Chief executive Miles Hurrell said the key goals for 2020 are to achieve the earnings guidance, push gross margin over $3 billion, reduce debt to no more than 3.75 times earnings and keep capital expenditure below $500m.

The improved interim results were achieved after total revenue increased 7% to $10.4b and gross margin increased 12% to $1.67b.

In the six months to January 31 Fonterra cut group operating expenses by 11% to $1.09b, including the reduction of 200 jobs in New Zealand.

Net debt on January 31 was $5.8b, down from $7.4b after bringing in $624m from the sale of DFE Pharma and Foodspring, both in Europe.

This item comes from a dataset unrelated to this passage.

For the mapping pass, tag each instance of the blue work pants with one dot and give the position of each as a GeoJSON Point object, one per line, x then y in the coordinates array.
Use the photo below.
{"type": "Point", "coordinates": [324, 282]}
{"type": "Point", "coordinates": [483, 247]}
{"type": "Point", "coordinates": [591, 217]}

China Farms and Fonterra’s half share in DPA Brazil are now in sales processes and further valuation writedowns totalling $134m were recorded.

Fonterra’s shareholding in Beingmate has been sold to below 15% on the Shanghai stock exchange, chief financial officer Marc Rivers said.

The Australian consumer and food service businesses are performing well but there remains more work to do on ingredients, where throughput was down 23% and gross margin was a slim $21m.

By comparison NZ ingredients production was more than 10 times the size of Australia’s and returned a gross margin of $736m.

Global consumer and food service revenue was 29% of total revenue, slightly smaller than in 2019.

Hurrell said the previous turning-the-wheel drive to increase consumer and food service sales is now confined to geographies where greater profits can be made, not just to increase the overall proportion of value-add products.

During the second half Fonterra faces risks outside its control including covid-19 disruption, political uncertainties in Chile and Hong Kong and ongoing dry weather in NZ.

“As I said a few weeks ago we have already contracted a high percentage of this year’s milk supply. 

“But our teams know we have to keep our foot on the pedal and navigate very carefully through the challenges we’ll face in the second half,” Hurrell said.